Depois que assisti ao vídeo do “homem alcalino”, o YouTube resolveu me indicar diversos conteúdos parecidos. Agora, todos os dias aparecem coisas como: “conhece os benefícios da alcachofra?”, “açúcar, droga ou veneno?” e “PRATA COLOIDAL: Antibiótico, Antivirótico, Antifúngico...”.

Este último título, por algum motivo, chamou-me a atenção. Já ouvira a respeito da prata coloidal – um preparado de partículas de prata em suspensão num meio líquido, geralmente água – e sobre a hipótese de que conseguiria combater o vírus SARS-CoV-2. Contudo, também me lembro de que ficou comprovada sua ineficácia. Então, por que foi novamente suscitada?

Por mais que o vídeo seja relativamente curto (10 minutos e 27 segundos), e sua narradora, uma senhora simpática, há uma infinidade de problemas, partindo de afirmações esdrúxulas sem comprovação científica (entraremos nisso ao longo do texto), passando por falta de conhecimento com relação aos trabalhos citados, e terminando com uma falácia de apelo à autoridade.

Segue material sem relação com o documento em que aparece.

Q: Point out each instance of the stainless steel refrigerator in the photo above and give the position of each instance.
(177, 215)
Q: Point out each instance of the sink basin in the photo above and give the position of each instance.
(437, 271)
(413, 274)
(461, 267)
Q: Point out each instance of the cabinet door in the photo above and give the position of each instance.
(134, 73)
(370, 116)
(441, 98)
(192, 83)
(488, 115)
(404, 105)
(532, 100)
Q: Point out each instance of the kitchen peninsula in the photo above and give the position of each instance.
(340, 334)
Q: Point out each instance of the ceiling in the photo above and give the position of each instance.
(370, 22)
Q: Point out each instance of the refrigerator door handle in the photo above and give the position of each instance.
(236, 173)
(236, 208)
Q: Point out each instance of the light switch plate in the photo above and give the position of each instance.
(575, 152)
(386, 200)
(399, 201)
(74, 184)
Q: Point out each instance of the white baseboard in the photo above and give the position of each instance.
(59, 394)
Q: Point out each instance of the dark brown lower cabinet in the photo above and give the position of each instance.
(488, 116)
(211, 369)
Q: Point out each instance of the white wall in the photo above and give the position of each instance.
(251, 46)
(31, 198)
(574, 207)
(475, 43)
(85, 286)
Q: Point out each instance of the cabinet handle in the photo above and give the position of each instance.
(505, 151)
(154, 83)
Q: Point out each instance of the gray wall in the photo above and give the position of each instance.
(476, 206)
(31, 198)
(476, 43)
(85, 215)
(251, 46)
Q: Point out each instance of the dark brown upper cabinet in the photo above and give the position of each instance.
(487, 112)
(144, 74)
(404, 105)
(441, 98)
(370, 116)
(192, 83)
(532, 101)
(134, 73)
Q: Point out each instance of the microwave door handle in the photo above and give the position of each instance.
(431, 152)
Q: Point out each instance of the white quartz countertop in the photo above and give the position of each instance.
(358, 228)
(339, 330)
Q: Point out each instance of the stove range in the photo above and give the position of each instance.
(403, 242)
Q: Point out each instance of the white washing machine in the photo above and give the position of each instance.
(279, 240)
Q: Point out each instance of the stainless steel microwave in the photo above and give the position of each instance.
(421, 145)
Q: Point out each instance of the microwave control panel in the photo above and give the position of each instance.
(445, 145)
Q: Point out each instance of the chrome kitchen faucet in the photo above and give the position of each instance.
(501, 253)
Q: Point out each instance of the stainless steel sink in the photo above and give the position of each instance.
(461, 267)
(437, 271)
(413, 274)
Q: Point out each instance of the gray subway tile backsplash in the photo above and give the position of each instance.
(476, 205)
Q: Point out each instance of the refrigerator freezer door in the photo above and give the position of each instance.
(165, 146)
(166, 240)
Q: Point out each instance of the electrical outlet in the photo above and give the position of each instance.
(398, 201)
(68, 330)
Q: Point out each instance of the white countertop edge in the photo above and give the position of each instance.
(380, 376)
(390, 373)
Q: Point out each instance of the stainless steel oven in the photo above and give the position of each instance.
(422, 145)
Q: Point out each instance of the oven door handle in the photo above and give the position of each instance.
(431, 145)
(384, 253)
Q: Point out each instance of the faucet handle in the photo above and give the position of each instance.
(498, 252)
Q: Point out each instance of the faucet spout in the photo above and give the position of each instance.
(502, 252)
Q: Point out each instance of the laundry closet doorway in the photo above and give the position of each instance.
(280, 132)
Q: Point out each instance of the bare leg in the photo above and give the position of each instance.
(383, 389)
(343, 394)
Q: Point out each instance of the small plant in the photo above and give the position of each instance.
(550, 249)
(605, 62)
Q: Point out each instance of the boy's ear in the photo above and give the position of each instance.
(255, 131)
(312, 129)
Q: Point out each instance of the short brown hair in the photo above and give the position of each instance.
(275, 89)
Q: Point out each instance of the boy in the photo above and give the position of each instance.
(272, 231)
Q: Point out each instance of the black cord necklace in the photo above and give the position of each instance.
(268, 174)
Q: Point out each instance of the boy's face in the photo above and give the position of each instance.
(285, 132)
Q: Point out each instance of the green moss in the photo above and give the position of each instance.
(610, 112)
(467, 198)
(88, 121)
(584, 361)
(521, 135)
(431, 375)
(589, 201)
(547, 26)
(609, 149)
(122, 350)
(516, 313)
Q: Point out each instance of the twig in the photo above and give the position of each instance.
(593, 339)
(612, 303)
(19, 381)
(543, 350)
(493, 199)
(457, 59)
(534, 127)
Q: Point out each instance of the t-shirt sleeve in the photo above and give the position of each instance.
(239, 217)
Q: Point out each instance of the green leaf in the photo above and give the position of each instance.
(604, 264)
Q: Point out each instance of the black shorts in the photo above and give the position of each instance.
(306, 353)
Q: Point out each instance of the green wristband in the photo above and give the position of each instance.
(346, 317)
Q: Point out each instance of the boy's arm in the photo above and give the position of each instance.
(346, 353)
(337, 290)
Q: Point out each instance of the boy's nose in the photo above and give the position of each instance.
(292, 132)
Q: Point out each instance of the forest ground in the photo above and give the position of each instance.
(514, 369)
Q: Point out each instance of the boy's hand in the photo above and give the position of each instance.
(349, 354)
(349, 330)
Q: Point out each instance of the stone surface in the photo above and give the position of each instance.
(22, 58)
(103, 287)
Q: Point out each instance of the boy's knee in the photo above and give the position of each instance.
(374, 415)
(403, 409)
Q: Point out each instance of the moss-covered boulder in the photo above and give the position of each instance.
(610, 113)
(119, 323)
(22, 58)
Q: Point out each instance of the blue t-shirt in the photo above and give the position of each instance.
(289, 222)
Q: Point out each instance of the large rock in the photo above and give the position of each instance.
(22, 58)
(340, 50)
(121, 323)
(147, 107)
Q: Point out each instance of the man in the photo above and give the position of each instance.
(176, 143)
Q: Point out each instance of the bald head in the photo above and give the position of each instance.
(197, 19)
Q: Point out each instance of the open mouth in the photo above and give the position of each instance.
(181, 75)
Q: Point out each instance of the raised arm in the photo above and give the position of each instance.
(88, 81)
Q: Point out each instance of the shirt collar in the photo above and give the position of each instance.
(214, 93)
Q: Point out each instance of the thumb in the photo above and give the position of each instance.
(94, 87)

As afirmações, erradas ou exageradas, contidas na exposição podem parecer inofensivas. Entretanto, há dois problemas que precisam ser discutidos.

 

  1. Fragilidade:

Alegações falsas são prejudiciais a todos. Mas pessoas fragilizadas por problemas de saúde ficam mais suscetíveis a acreditar e aderir a tratamentos e produtos alternativos, o que tende a levar ao abandono de tratamentos eficazes e mais seguros.

 

  1. Irresponsabilidade:

A propagação de informações inverídicas em meios de comunicação de massa pode acarretar problemas graves. Um exemplo é a frase do ex-presidente americano Donald Trump, em abril do ano passado: “E então vejo o desinfetante, onde o vírus é eliminado em um minuto. Um minuto. Existe uma maneira de fazer algo assim, injetando dentro ou quase limpando?”. Após a afirmação estapafúrdia, o centro de controle de envenenamento da cidade de Nova York recebeu 30 chamadas relacionadas à intoxicação por desinfetantes, mais que o dobro de período igual no ano anterior.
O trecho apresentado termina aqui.